In the following recipe, adapted from one I sampled at the Paris Cordon Bleu, whole pears are cooked slowly until tender in a fragrant mixture of red wine, cassis (black currant liqueur) sugar, spices, vanilla, and fresh mint. For poaching, it’s best if the pears are just slightly under-ripe as they will become soft as they simmer in the flavorful liquids. These glistening, deep crimson pears, served warm with scoops of vanilla ice cream, and a sprig of mint, make a striking presentation. I like to use Boscs because of their sleek tapered silhouette, but, of course, you might like to try some of those other types.
These pears are going to be the grand finale at my class at Different Drummer's Kitchen in Northampton, Ma. (Of course there are a couple of tricks that I can't tell you here, but that I'll be showing my students!)
Fall Pears Poached in Red Wine, Cassis, and Spices
6 Bosc pears, just slightly under-ripe
One 750 ml bottle red wine
1 cup sugar
Juice and grated zest of 1 large navel orange
Juice and grated zest of 1 large thick-skinned lemon
1 vanilla bean, halved lengthwise with seeds removed and saved for another use
2 star anise, crushed slightly
2 whole cloves, coarsely chopped
1 cinnamon stick, broken in half
1/4 cup fresh mint leaves lightly packed, roughly chopped plus 6 sprigs for garnish
1/4 cup cassis (black currant liqueur available where wine and spirits are sold)
1 pint best quality vanilla or ginger ice cream
Cut a slice from the bottom of each pear so that it will stand upright without wobbling. Then peel the pears with a vegetable peeler, leaving their stems on.

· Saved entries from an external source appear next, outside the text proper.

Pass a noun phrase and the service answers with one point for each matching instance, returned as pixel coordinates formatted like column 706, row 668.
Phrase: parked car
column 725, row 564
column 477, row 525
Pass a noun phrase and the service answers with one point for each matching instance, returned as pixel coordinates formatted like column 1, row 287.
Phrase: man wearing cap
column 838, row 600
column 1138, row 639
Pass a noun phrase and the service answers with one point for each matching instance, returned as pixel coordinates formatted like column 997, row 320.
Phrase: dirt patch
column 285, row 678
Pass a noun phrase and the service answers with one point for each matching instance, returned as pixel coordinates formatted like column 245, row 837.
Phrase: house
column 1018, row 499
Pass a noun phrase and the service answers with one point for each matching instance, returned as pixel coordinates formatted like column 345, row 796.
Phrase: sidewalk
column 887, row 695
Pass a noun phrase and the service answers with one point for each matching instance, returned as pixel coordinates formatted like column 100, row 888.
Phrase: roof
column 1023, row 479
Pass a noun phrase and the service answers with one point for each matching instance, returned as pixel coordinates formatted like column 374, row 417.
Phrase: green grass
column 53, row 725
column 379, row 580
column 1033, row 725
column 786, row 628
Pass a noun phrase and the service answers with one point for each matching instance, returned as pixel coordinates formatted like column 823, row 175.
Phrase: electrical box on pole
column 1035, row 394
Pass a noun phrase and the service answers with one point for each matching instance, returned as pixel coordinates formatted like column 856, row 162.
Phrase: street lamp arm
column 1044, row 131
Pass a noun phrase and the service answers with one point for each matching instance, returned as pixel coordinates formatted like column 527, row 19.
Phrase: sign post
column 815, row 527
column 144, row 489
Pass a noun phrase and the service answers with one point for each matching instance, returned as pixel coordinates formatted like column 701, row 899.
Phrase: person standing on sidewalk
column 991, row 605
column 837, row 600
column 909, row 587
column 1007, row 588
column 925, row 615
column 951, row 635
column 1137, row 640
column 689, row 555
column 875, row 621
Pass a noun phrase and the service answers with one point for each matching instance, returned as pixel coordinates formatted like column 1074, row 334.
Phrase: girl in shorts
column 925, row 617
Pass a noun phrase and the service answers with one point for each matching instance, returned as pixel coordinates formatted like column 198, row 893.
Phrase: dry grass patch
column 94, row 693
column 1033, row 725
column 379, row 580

Place the wine, sugar, and orange and lemon zests and juices in a large saucepan set over medium high heat. Stir until sugar dissolves and bring to a gentle boil. Add vanilla bean (but not the seeds), star anise, cloves, and cinnamon; cook a minute more Then stir in the mint and cassis.
Add the pears and bring mixture to a simmer. Cover, reduce heat, and cook at a gentle simmer until the pears are deep crimson and tender when pierced with a knife, 25 to 40 minutes or longer, depending on the ripeness of the pears. Turn pears several times as they poach. (Pears can be poached 2 days ahead; cool, cover, and refrigerate. Reheat, uncovered, over medium heat to warm.)
Serve each pear on a dessert plate napped with a little of the sauce. Garnish with a scoop of ice cream and a mint sprig. Serves 6.